This exocentric little pot is thick-walled and crudely formed. Viewed with the wide end closest to the viewer, the opening is faced slightly to the right and has an uneven lip. From this same perspective, the left side of the vessel has a broader hip and extends further from the median axis of the pot than does the right side, though this irregularity seems to reverse as one approaches the pointed tail. The handle is particularly crude. It is apparently formed of one coil of clay sharply bent. The handle bridges from the pointed tail to the pot opening, but given that the opening is off center, the handle diverges sharply from the median axis of the pot. Moreover, viewed from the pointed end, the handle slumps to the left. It’s all a bit catawampus—interesting, but not graceful.
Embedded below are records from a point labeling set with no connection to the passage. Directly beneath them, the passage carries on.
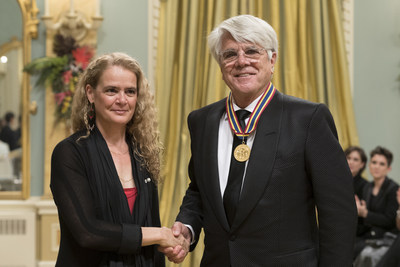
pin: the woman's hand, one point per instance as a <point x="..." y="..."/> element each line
<point x="169" y="240"/>
<point x="165" y="238"/>
<point x="178" y="253"/>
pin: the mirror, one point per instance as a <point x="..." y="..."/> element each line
<point x="18" y="25"/>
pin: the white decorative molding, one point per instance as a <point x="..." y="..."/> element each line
<point x="154" y="16"/>
<point x="18" y="233"/>
<point x="348" y="27"/>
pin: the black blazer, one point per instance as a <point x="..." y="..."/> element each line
<point x="381" y="216"/>
<point x="296" y="164"/>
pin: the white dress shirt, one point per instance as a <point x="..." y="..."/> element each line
<point x="225" y="141"/>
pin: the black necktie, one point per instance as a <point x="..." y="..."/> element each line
<point x="236" y="170"/>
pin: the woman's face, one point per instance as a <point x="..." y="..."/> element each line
<point x="114" y="97"/>
<point x="355" y="163"/>
<point x="378" y="167"/>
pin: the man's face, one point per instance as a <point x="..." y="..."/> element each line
<point x="245" y="67"/>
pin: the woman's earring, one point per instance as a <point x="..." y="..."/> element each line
<point x="91" y="115"/>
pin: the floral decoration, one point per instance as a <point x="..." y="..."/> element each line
<point x="62" y="71"/>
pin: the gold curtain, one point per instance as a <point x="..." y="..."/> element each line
<point x="312" y="64"/>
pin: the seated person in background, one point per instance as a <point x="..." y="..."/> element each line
<point x="392" y="257"/>
<point x="357" y="160"/>
<point x="377" y="210"/>
<point x="8" y="135"/>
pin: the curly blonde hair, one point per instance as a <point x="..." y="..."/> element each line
<point x="144" y="125"/>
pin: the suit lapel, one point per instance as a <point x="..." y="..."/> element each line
<point x="211" y="161"/>
<point x="261" y="160"/>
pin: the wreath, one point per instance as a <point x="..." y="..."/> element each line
<point x="62" y="71"/>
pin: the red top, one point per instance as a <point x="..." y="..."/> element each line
<point x="131" y="194"/>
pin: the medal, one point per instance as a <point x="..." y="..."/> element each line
<point x="242" y="152"/>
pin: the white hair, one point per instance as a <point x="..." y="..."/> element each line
<point x="244" y="28"/>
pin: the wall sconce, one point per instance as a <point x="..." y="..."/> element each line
<point x="73" y="23"/>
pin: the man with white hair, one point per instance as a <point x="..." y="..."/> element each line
<point x="262" y="163"/>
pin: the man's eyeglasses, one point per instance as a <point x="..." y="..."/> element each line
<point x="231" y="55"/>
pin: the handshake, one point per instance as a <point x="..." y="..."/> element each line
<point x="175" y="242"/>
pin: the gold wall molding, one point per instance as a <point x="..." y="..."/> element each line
<point x="55" y="12"/>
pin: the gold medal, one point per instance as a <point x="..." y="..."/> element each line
<point x="242" y="152"/>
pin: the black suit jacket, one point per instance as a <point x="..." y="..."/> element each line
<point x="296" y="164"/>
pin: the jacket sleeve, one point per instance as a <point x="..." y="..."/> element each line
<point x="191" y="209"/>
<point x="333" y="190"/>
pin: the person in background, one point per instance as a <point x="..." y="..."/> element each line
<point x="377" y="210"/>
<point x="261" y="163"/>
<point x="357" y="161"/>
<point x="7" y="134"/>
<point x="392" y="256"/>
<point x="104" y="177"/>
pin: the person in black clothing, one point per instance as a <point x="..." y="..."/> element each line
<point x="104" y="177"/>
<point x="357" y="161"/>
<point x="392" y="256"/>
<point x="377" y="210"/>
<point x="7" y="134"/>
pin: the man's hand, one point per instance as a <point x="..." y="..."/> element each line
<point x="178" y="253"/>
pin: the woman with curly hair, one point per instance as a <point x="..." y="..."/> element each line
<point x="104" y="176"/>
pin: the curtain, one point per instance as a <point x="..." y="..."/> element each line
<point x="312" y="64"/>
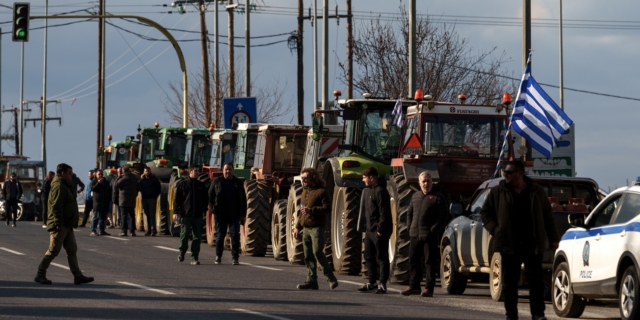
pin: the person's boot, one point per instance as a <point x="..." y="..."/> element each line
<point x="82" y="279"/>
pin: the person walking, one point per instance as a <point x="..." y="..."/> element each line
<point x="150" y="189"/>
<point x="63" y="218"/>
<point x="127" y="187"/>
<point x="11" y="192"/>
<point x="101" y="199"/>
<point x="228" y="204"/>
<point x="315" y="206"/>
<point x="375" y="222"/>
<point x="426" y="216"/>
<point x="88" y="200"/>
<point x="44" y="196"/>
<point x="191" y="200"/>
<point x="518" y="215"/>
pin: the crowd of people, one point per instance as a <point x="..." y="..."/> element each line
<point x="515" y="214"/>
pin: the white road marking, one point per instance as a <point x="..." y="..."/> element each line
<point x="261" y="267"/>
<point x="359" y="284"/>
<point x="60" y="266"/>
<point x="11" y="251"/>
<point x="144" y="287"/>
<point x="264" y="315"/>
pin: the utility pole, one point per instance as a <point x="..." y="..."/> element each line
<point x="231" y="83"/>
<point x="205" y="61"/>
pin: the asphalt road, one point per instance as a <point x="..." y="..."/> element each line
<point x="141" y="278"/>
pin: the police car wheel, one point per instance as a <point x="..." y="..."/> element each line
<point x="565" y="303"/>
<point x="628" y="292"/>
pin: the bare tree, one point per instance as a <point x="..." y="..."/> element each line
<point x="270" y="99"/>
<point x="446" y="65"/>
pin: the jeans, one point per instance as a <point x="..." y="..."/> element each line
<point x="376" y="249"/>
<point x="128" y="219"/>
<point x="98" y="220"/>
<point x="193" y="226"/>
<point x="221" y="233"/>
<point x="149" y="208"/>
<point x="511" y="272"/>
<point x="423" y="253"/>
<point x="313" y="245"/>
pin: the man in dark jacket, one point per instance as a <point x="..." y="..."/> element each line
<point x="228" y="203"/>
<point x="127" y="187"/>
<point x="426" y="216"/>
<point x="518" y="214"/>
<point x="101" y="199"/>
<point x="150" y="190"/>
<point x="63" y="218"/>
<point x="190" y="203"/>
<point x="11" y="192"/>
<point x="376" y="210"/>
<point x="315" y="206"/>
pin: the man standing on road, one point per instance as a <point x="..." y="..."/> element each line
<point x="518" y="214"/>
<point x="150" y="190"/>
<point x="88" y="200"/>
<point x="101" y="199"/>
<point x="375" y="211"/>
<point x="127" y="187"/>
<point x="63" y="218"/>
<point x="191" y="200"/>
<point x="426" y="216"/>
<point x="11" y="192"/>
<point x="228" y="204"/>
<point x="316" y="205"/>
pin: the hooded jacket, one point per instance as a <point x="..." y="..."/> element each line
<point x="496" y="217"/>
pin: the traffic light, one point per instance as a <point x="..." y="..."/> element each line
<point x="20" y="22"/>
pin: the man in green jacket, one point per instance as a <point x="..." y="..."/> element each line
<point x="62" y="219"/>
<point x="315" y="205"/>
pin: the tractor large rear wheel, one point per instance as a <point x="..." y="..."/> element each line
<point x="346" y="241"/>
<point x="401" y="193"/>
<point x="279" y="230"/>
<point x="295" y="252"/>
<point x="254" y="235"/>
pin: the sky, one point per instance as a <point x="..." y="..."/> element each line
<point x="600" y="55"/>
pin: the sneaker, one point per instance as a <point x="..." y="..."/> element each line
<point x="308" y="286"/>
<point x="427" y="293"/>
<point x="82" y="279"/>
<point x="367" y="287"/>
<point x="410" y="291"/>
<point x="42" y="280"/>
<point x="382" y="288"/>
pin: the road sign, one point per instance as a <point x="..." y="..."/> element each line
<point x="239" y="110"/>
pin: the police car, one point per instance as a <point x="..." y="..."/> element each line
<point x="598" y="257"/>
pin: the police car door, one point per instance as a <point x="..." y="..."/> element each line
<point x="589" y="253"/>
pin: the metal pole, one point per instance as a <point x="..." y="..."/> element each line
<point x="20" y="126"/>
<point x="412" y="47"/>
<point x="247" y="50"/>
<point x="561" y="64"/>
<point x="44" y="90"/>
<point x="315" y="54"/>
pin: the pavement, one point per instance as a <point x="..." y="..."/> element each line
<point x="140" y="277"/>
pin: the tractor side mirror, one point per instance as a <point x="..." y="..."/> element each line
<point x="318" y="126"/>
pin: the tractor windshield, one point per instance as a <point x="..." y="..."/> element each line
<point x="377" y="136"/>
<point x="472" y="137"/>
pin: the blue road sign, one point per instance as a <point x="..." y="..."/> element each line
<point x="239" y="110"/>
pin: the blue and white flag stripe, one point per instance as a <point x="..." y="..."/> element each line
<point x="537" y="117"/>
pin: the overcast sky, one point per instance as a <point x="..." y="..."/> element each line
<point x="600" y="55"/>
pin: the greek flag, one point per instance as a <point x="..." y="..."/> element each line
<point x="397" y="113"/>
<point x="536" y="117"/>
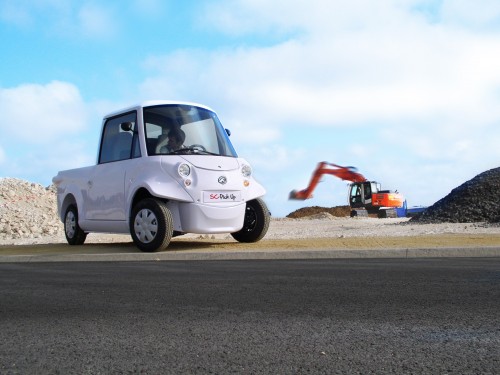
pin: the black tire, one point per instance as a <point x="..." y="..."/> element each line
<point x="151" y="225"/>
<point x="74" y="234"/>
<point x="256" y="222"/>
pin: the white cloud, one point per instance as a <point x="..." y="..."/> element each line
<point x="33" y="113"/>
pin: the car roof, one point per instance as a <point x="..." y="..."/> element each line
<point x="151" y="103"/>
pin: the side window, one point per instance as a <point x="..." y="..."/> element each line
<point x="119" y="139"/>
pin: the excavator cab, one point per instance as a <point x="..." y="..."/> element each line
<point x="361" y="193"/>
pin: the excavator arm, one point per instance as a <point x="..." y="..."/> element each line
<point x="344" y="173"/>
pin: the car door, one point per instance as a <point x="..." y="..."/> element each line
<point x="106" y="187"/>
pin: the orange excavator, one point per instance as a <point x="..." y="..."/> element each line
<point x="365" y="197"/>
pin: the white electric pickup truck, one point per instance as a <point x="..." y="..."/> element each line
<point x="163" y="169"/>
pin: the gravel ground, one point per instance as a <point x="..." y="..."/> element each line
<point x="28" y="215"/>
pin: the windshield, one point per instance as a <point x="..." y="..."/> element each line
<point x="185" y="129"/>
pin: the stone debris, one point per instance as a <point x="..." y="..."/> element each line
<point x="477" y="200"/>
<point x="28" y="210"/>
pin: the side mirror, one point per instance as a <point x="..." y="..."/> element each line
<point x="126" y="126"/>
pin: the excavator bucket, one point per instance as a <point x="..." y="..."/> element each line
<point x="298" y="195"/>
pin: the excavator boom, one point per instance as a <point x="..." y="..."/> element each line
<point x="344" y="173"/>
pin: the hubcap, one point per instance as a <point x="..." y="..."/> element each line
<point x="70" y="224"/>
<point x="145" y="225"/>
<point x="250" y="219"/>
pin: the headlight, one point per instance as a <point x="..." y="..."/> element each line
<point x="246" y="170"/>
<point x="184" y="170"/>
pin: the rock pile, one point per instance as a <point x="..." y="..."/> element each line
<point x="339" y="211"/>
<point x="477" y="200"/>
<point x="27" y="210"/>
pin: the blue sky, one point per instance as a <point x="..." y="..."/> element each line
<point x="407" y="91"/>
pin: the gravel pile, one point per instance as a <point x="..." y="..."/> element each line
<point x="27" y="210"/>
<point x="477" y="200"/>
<point x="339" y="211"/>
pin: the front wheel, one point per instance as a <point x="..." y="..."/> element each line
<point x="256" y="222"/>
<point x="74" y="234"/>
<point x="151" y="225"/>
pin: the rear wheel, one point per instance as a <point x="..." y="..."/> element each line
<point x="74" y="234"/>
<point x="151" y="225"/>
<point x="256" y="222"/>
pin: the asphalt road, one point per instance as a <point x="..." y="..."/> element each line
<point x="288" y="316"/>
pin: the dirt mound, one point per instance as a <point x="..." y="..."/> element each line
<point x="338" y="211"/>
<point x="477" y="200"/>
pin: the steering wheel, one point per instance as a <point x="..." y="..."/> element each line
<point x="197" y="146"/>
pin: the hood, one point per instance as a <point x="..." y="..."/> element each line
<point x="217" y="163"/>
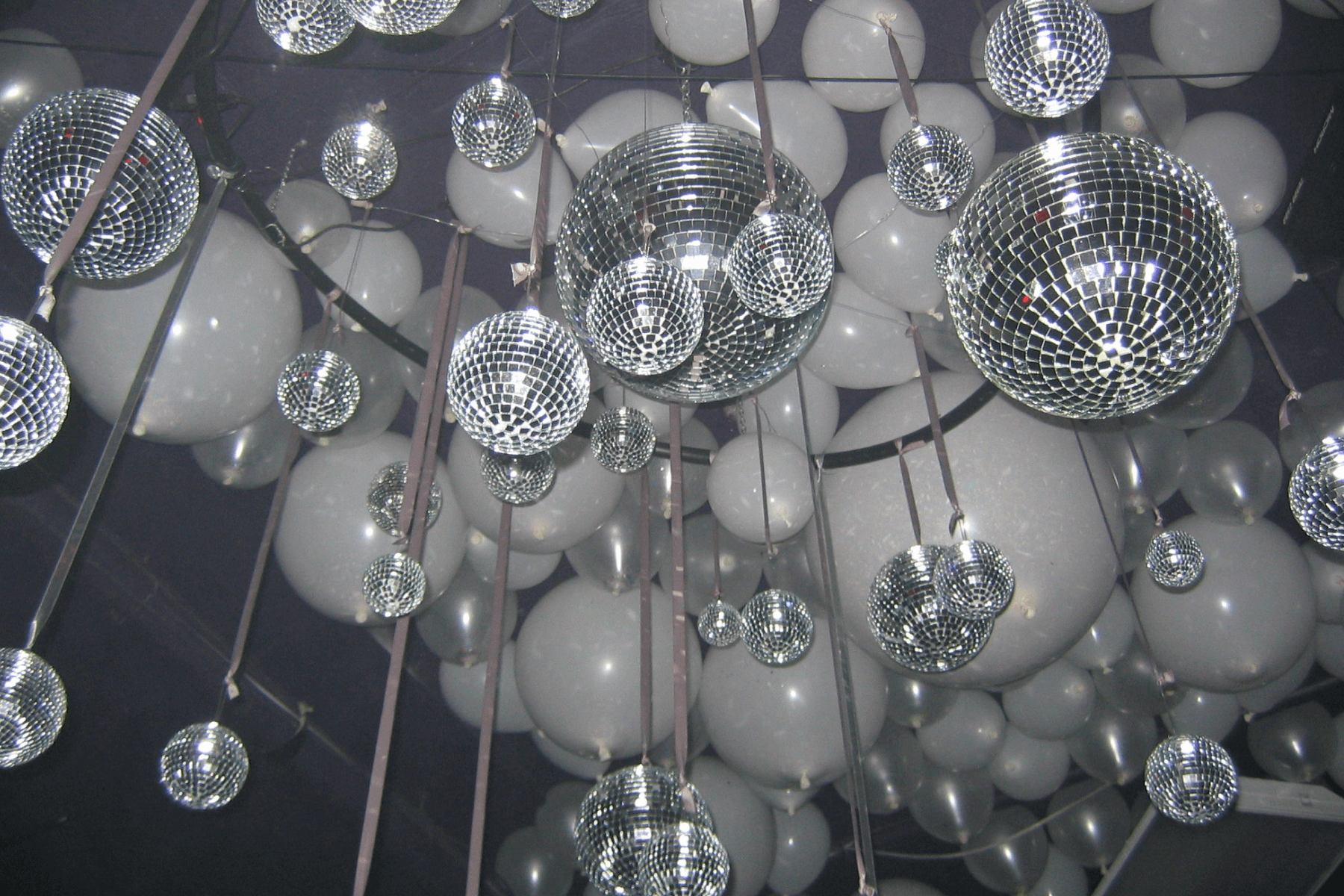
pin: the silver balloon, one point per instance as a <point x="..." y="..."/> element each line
<point x="1048" y="57"/>
<point x="34" y="393"/>
<point x="53" y="159"/>
<point x="203" y="766"/>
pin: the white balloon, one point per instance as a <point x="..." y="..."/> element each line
<point x="710" y="33"/>
<point x="613" y="120"/>
<point x="844" y="40"/>
<point x="734" y="488"/>
<point x="1242" y="160"/>
<point x="806" y="127"/>
<point x="889" y="247"/>
<point x="464" y="691"/>
<point x="235" y="329"/>
<point x="863" y="341"/>
<point x="502" y="205"/>
<point x="1210" y="37"/>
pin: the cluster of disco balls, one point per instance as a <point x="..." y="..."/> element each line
<point x="640" y="832"/>
<point x="933" y="608"/>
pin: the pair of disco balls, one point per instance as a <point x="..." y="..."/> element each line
<point x="640" y="832"/>
<point x="933" y="608"/>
The lip of the opening is painted red, and this color extends as a strip along the top of the handle to the point of the tail. The red lip seems to be a carryover from Polacca ware of the 19th century. The opening is framed by thick-above-thin black lines, which is not characteristic of Polacca ware but is typical of Nampeyo’s Sikyatki Revival pots. This dual treatment of the opening suggests that jar 2012-08 was made early in the 20th century, perhaps around 1905 when Nampeyo may have been making unusual forms to sell at the newly opened Hopi House at the Grand Canyon.
It’s the figurative painting on the jar that is extraordinary, finely crafted, and indicates that the jar is by Nampeyo painting at her best. This pattern of a crude form beautifully painted caught the attention of Mary and Laurence Blair:
“Several of (these) pottery pieces attributed to Nampeyo…can best be described as poorly formed and polished, but beautifully decorated…One gets the impression that these forms were hurriedly made to allow the artist to move on quickly to the more interesting and pleasant task of painting her newly inspired designs…[Fig 2.24 shows] Two crudely formed pottery pieces (that) illustrate what appears to be a period when Nampeyo emphasized painted design over pottery structure, although it is possible that they were formed by other family members…(The pots) are painted with) well-exicuted and masterful designs (1999:83).”
These words seem to perfectly apply to pot 2012-08.
Having viewed this pot online, Ed Wade wrote, “I’ve been pondering this odd little jar as to maker. It has significant similarities with the figurative painting of Nampeyo and her of animals. The checker-body mid-body is characteristic of her work as is the upturned tail and beak-like snout. I have photos of her making eclectic forms for the tourist trade.”
The Museum of Northern Arizona (catalog #7572) has a jar by Nampeyo with an animal figure that is different than that on 2012-08, but has some of the same elements and seems to have been painted by the same had as the pitcher in this collection (Allen 1984:46, 119).